Zoltan Pozsar Warns Russian Sanctions Threaten Dollar’s Reserve Status
Francesco Abbruzzino, The Uncensored Report, LLC
Over the weekend, the world gasped in shock when Western powers announced that the nuclear option would be used against Russia in retaliation for its invasion of Ukraine – sanctions against the country’s central bank and targeted expulsions of key banks from SWIFT, a move which has effectively locked Russia out of the western financial system and left its vast oil export industry – a key lifeline for the Putin regime – in limbo.

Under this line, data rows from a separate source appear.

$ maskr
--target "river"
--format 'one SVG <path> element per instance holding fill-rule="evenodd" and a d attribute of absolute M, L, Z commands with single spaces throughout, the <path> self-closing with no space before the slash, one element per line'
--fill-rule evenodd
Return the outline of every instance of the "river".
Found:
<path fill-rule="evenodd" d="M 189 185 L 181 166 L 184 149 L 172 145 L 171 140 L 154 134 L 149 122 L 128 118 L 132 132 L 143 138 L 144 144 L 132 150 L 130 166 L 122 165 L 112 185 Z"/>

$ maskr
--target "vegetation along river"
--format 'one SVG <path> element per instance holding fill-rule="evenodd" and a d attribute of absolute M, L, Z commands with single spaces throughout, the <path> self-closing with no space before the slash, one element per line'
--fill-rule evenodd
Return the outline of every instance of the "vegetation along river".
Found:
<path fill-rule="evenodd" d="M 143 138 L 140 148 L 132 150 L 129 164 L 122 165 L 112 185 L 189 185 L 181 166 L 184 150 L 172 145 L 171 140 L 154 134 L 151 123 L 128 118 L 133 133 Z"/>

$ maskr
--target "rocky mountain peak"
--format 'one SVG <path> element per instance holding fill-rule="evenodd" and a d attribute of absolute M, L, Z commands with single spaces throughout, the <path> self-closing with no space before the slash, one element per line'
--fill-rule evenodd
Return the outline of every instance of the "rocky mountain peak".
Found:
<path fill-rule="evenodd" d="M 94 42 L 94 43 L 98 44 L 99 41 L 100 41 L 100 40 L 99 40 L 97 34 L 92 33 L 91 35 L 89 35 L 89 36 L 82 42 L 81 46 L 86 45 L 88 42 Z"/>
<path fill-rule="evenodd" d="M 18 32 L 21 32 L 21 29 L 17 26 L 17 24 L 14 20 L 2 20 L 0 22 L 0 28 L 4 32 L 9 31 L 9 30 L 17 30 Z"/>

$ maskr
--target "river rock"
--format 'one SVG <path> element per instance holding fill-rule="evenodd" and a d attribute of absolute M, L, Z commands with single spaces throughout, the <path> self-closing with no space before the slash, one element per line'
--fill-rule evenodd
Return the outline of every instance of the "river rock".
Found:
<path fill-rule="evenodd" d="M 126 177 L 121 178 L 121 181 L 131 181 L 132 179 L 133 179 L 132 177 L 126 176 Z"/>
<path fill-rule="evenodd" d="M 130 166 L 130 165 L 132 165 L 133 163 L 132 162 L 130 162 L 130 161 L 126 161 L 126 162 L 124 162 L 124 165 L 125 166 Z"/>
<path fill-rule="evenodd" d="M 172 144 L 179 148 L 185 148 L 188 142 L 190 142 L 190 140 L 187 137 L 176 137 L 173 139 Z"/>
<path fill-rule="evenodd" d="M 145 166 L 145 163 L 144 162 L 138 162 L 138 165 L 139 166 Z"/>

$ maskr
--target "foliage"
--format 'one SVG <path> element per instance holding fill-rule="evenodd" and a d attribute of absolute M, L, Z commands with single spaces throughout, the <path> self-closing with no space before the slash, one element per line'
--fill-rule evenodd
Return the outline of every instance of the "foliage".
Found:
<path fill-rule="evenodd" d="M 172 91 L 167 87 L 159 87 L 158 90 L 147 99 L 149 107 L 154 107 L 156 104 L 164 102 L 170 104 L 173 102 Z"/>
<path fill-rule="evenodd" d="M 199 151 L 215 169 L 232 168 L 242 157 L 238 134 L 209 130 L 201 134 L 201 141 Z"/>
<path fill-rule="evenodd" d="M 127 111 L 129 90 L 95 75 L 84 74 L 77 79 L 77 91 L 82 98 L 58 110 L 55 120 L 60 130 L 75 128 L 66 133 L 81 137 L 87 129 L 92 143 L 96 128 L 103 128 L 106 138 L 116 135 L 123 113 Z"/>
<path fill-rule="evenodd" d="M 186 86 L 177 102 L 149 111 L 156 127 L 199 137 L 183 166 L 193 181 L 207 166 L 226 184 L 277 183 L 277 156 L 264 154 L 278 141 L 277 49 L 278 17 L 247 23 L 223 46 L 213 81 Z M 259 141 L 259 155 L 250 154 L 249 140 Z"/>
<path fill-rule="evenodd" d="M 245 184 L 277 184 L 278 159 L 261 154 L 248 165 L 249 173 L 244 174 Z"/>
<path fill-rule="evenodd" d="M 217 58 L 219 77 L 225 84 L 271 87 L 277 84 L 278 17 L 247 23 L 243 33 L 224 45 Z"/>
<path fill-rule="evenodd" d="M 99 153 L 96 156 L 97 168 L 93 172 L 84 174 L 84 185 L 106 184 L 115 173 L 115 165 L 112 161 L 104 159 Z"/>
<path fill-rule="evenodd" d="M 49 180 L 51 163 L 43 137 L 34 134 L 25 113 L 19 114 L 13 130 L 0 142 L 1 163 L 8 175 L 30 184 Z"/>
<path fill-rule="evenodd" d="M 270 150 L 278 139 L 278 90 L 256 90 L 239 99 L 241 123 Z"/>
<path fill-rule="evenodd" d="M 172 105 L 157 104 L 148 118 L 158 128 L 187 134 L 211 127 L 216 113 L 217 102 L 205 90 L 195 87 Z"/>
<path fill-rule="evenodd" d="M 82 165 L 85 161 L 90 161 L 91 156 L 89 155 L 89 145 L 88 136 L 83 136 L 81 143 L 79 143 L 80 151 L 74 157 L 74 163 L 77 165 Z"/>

But the real reason for the shock is that this was the first time the global reserve currency was weaponized against a G20 economy, setting a clear precedent for how the west would and could respond to any other nation that followed in Russia’s footsteps (something which China is clearly contemplating vis-a-vis Taiwan, and is carefully studying just how the west responds to Moscow),
As a result, and following this week’s dramatic freeze of the Russian central bank overseas assets, has prompted some to question just why countries build foreign currency reserves at all and, more broadly, whether the unprecedented western response to Russia hasn’t jeopardized the dollar’s reserve status.
In what one Washington lawyer described to Reuters as the “biggest hammer in the toolshed”, the G7 and European Union governments blocked certain Russian banks’ access to the SWIFT international payment system and also went a step further than many expected by paralyzing about half the Russian central bank’s $630 billion worth of foreign currency and gold reserves. In doing so, the west has undermined Moscow’s ability to defend the ruble – which has lost up to a quarter of its value since Friday alone – and recapitalize sanctioned banks as they face nascent bank runs. In fact, as some admitted, it was the explicit intention of the west to spark bank runs and to crash the Russian financial system from within.